I'm working within the bounds of an Azure student account, so I was faced with pricing decisions as I was provisioning my resources. For example, when provisioning my database, I had to turn off Availability Zones in order to drive down costs. While this is fine in a personal project environment, this probably wouldn't fly in a formal production environment, in which case zone/geo redundancy becomes critical for uptime.

PostgresSQL server provisioned on Azure. Billed based on traffic, so keeping read/write frequency low can help minimize costs.

Management group for my Azure resources related to this project

One issue I ran into was constant ImportModuleErrors, but after looking through some documentation I discovered a solution. Since the Pandas and NumPy libraries can be somewhat heavy, it's usually best to utilize remote deploy to Azure so that Azure can handle downloading dependencies on deploy instead of pre-packaged. This usually works best on a Linux instance, especially premium, since Linux leverages Oryx to download these hefty libraries a little more smoothly.

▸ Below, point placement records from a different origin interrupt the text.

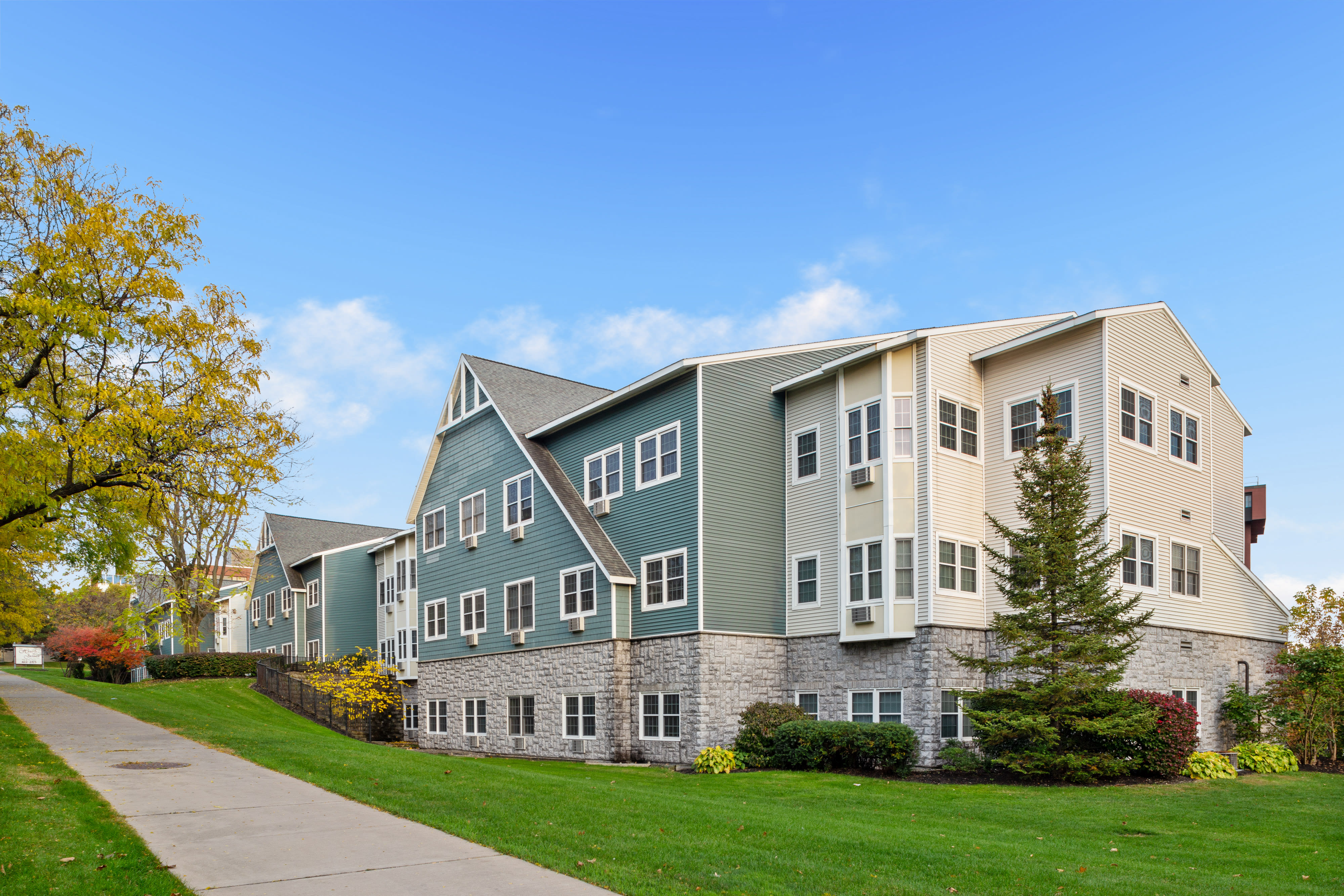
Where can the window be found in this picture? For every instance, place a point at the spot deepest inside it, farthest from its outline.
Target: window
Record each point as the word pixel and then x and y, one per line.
pixel 661 456
pixel 955 722
pixel 581 715
pixel 433 527
pixel 518 502
pixel 522 721
pixel 474 515
pixel 865 433
pixel 579 597
pixel 1136 417
pixel 902 422
pixel 1138 566
pixel 959 426
pixel 474 717
pixel 474 613
pixel 604 473
pixel 662 717
pixel 665 581
pixel 866 571
pixel 806 456
pixel 959 565
pixel 436 620
pixel 806 580
pixel 518 606
pixel 1185 437
pixel 1185 570
pixel 888 706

Azure Functions instance. The file being executed flows up to 100 records into the database when called (100 is Reddit’s max limit per request). Function is configured to fire once a day, in order to keep costs down.

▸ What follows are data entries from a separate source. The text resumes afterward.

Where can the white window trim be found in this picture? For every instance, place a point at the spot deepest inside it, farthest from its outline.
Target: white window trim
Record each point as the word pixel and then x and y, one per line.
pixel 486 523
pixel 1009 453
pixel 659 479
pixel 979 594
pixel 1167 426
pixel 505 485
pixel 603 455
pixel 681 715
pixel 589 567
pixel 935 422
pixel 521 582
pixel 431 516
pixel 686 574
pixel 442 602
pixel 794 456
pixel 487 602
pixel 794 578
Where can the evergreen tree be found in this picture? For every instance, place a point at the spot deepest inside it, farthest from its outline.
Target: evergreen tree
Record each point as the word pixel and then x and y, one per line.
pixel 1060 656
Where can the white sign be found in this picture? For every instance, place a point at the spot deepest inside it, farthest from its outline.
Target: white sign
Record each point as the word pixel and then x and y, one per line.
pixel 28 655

Application Insights instance for my Azure Functions. My main way of detecting successful runs and exceptions. As shown, all of my requests were failing up until around 2:45, when I ironed out all the issues in the pipeline.

As for my modeling using Power BI, I opted at first to use DirectQuery in order to have Power BI stay linked with the state of my database at all times by writing queries to the DB instead of importing that data; however, I soon switched to imports.

The reason for this is that Power BI DirectQuery doesn't support all the queries and custom columns I wanted to create, so imports ended up being the better pick.

My PowerBI report as of 8/29/2025

The model assigns posts to a series of topics, so that we can analyze how the internet is reacting to certain aspects of modern global economics

I wanted to highlight this screenshot because of the interesting circumstances revolving around the “Recession” topic of posts.

Despite making up around 1% of trending posts, the topic has very high engagement in terms of comments and upvotes, and exceeds every other category in terms of average engagement

This suggests that when my database was updated, posts with the topic of “Recession” were just beginning to blow up on the subreddit.